Tibet’in geleceği ile Çin Komünist Partisi arasındaki mücadelede bir dönüm noktası oluşturan 14. Dalai Lama, ölümünden sonra bir halefinin olacağını duyurdu. Bu gelenek, yüzyıllardır süregelen bir uygulama olarak dikkat çekiyor. Dalai Lama, Hindistan’ın Dharamshala kentinde, Tibetli ve Tibet Budistleri tarafından gelen talepleri dikkate alarak bu açıklamayı yaptı.
“Dalai Lama kurumu devam edecektir,” diyen Dalai Lama, bu süreçte Gaden Phodrang Trust’ın, gelecekteki reenkarnasyonu tanıma yetkisine sahip olduğunu vurguladı. Bu durum, Tibet özerkliğine yönelik mücadelenin, hem sürgündeki Tibet liderleri hem de Çin hükümeti arasında yoğunlaşacağı anlamına geliyor.
Çin Dışişleri Bakanlığı, Dalai Lama’nın reenkarnasyonunun Çin yasalarına uygun olması gerektiğini belirtti. Dalai Lama, halefinin “özgür dünyada” doğacağını ifade ederek, Beijing tarafından seçilen herhangi bir adayı reddetmeleri için takipçilerini teşvik etti.

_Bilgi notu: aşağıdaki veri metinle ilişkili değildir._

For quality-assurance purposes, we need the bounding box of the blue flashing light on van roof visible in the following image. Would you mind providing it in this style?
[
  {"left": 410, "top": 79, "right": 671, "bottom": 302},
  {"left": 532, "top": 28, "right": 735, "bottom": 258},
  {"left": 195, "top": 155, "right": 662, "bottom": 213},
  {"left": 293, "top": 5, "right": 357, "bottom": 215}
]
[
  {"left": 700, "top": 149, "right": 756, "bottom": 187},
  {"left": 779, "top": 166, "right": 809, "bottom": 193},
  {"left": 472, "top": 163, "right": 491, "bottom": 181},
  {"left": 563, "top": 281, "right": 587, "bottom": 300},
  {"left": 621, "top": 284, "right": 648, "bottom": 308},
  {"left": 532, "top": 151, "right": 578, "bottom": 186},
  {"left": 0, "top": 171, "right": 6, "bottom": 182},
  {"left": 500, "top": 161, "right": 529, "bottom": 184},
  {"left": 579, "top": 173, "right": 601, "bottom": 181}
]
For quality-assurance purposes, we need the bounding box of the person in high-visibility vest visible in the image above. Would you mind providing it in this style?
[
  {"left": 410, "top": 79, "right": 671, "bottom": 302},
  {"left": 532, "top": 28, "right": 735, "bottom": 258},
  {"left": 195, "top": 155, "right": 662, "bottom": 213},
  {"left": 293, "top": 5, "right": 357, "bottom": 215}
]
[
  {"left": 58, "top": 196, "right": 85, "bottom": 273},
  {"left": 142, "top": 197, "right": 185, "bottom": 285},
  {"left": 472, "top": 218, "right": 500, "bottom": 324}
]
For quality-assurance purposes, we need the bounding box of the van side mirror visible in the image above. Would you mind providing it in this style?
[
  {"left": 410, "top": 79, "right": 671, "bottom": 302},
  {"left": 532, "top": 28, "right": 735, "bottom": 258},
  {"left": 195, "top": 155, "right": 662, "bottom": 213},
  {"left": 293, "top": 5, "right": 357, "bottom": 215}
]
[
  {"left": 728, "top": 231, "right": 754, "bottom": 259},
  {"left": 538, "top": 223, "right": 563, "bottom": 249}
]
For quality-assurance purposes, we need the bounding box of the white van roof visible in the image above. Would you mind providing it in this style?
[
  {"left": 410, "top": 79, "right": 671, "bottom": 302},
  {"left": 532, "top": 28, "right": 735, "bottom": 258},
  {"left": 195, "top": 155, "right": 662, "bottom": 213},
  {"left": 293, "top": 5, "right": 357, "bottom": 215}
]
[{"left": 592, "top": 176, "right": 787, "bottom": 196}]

Tibetli Budist liderler, Çinin reenkarnasyon konusunu siyasi çıkarları için kullandığını kınayarak, bu durumu kabul etmeyeceklerini açıkladılar. Dalai Lama, “Çinli Komünistlerin, dini reddeden bir anlayışla, reenkarnasyon sistemine müdahale etmesi tamamen yanlıştır,” dedi.
Dalai Lama’nın halefinin kim olacağı ve bu süreçte neler yaşanacağı, Tibet’in geleceği açısından büyük bir öneme sahip olacak. Bu durum, Tibet’in bağımsızlık ve kültürel kimliğini koruma çabalarını daha da kritik hale getiriyor.